Hi folks,

I’m interested in having dedicated simulation methods for models defined in greta. (At Nick’s suggestion I’m posting here to follow up on the thread in Issue https://github.com/greta-dev/greta/issues/269). I think this would be useful for instructional / explorational purposes, where it would be easy to simulate sample data of varying sizes from a specified model and then fit that model directly. (Of course it’s usually pretty simple to write a stochastic model directly in R, but it feels somewhat silly & possibly error-prone to have two separate definitions of the same model).

I’m particularly interested in time-series simulations, which can be fit from a vector model but require a `for`

loop syntax to simulate, but haven’t worked out an example of what that would look like in this case. (In the thread linked above, Nick also hints at some optimization that can be done for `for`

loops, which I’d love to learn more about.

Here’s the example I posed in the original thread:

e.g. let’s say I want to simulate logistic growth with some Gaussian random noise:

```
# priors
r <- uniform(0, 1)
K <- uniform(0, 10)
sigma <- uniform(0, 1)
# Model
mean <- x_t + r * x_t * (1 - x_t / K)
distribution(x_t1) <- normal(mean, sigma * x_t)
m <- model(x_t, x_t1) # ERROR, this is not valid syntax
```

(I put priors in there but would also like to simulate with fixed values of parameters; but in any event as discussed in #286, I think the trick is how to simulate `N`

samples of the data (the ordered pairs `x_t`

and `x_t1`

), not just drawing of the parameter values from the priors.

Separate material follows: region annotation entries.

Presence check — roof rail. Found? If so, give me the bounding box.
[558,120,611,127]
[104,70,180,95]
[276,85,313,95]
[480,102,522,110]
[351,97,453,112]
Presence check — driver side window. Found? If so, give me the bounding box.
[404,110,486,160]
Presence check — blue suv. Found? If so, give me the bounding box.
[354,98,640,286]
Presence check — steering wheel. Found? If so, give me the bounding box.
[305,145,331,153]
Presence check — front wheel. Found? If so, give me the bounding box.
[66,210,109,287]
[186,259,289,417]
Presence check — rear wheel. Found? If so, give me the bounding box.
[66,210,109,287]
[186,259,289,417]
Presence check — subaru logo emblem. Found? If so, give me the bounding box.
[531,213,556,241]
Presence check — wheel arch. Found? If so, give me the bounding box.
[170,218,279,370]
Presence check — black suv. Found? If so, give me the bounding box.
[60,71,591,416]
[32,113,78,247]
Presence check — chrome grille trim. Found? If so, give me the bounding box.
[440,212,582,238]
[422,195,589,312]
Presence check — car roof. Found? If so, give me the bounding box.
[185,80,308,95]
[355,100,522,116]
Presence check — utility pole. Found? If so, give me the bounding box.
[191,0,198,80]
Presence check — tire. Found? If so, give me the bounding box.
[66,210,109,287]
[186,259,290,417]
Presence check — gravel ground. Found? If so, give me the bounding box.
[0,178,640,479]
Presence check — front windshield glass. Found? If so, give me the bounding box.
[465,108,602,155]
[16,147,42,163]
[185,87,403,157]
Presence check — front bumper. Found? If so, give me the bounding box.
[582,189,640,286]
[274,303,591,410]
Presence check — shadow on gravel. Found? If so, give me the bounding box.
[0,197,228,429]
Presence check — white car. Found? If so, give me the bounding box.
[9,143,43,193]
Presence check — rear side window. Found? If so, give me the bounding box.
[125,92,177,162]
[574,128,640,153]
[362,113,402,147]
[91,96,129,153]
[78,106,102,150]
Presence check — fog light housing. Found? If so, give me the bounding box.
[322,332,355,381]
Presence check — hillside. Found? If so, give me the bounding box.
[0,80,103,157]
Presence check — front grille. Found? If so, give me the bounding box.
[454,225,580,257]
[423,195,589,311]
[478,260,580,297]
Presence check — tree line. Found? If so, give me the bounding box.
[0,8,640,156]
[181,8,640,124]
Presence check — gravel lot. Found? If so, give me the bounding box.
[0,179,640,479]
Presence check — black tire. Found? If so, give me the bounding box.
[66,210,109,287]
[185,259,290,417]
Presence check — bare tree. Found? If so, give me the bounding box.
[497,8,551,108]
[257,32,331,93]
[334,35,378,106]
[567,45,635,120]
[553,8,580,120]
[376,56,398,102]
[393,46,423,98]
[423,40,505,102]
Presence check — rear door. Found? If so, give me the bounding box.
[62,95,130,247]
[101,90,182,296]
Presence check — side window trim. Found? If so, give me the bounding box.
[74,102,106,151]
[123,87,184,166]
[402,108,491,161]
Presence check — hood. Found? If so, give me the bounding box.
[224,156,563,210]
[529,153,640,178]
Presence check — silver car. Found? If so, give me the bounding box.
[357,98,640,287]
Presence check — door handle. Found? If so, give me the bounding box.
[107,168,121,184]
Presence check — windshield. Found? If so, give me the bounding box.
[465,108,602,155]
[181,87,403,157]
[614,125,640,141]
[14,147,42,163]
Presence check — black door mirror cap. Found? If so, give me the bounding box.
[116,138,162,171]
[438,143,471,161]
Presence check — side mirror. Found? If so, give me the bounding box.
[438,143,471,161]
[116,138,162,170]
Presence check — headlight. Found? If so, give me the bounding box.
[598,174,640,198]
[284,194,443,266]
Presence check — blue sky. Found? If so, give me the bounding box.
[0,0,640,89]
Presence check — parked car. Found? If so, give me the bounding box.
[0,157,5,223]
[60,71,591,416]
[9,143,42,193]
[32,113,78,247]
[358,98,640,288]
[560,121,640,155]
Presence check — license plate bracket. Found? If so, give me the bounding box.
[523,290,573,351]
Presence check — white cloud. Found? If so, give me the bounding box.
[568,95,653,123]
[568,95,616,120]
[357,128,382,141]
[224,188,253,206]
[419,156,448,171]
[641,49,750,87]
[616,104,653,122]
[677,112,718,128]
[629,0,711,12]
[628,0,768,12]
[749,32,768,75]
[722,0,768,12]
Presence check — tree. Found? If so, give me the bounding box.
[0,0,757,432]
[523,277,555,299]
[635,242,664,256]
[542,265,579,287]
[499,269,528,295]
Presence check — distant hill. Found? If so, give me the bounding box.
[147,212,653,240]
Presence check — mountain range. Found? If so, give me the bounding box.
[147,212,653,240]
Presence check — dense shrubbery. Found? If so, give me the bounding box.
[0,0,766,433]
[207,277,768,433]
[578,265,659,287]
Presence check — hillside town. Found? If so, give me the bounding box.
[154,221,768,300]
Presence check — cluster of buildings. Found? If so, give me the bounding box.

To make this concrete, here’s an example the same example in perfectly valid code in `nimble`

:

```
library(nimble)
logistic <- nimbleCode({
K ~ dunif(0,2)
r ~ dunif(0,1)
sigma ~ dunif(0,1)
x[1] <- x0
for(t in 1:(N-1)){
mu[t] <- x[t] + x[t] * r * (1 - x[t] / K)
y[t] <- x[t] * sigma
x[t+1] ~ dnorm(mu[t], sd = y[t])
}
})
constants <- list(N = 1e2, x0 = 0.2)
inits <- list(r = 0.05, K = 2, sigma = 0.02)
model <- nimbleModel(logistic, constants = constants, inits = inits)
set.seed(123)
# note we define the 'data' nodes that need to be simulated
simulate(model, nodes = c("mu", "x", "y"))
# extract simulated data & plot to see results
df <- tibble(t = seq_along(model$x), x = model$x)
df %>% ggplot(aes(t,x)) + geom_point()
```

Clearly the `nimble`

syntax is a bit more verbose, and of course the above loop could be written with `rnorm`

in pure R as well. At least the `nimble`

syntax it makes it clear that I’m simulating length-N vector `x`

(and ‘internal’ variables `y`

and `mu`

which are I think just needed as a limitation of the syntax). Thoughts on this welcome!

An implementation in tensorflow backend would be great, not sure how often the performance would be needed/better that way, but I think it would keep the internals more consistent that way? I’m also happy with a pure-R implementation but I think there’s still syntax things to be hammered out (or at least for me to wrap my head around!)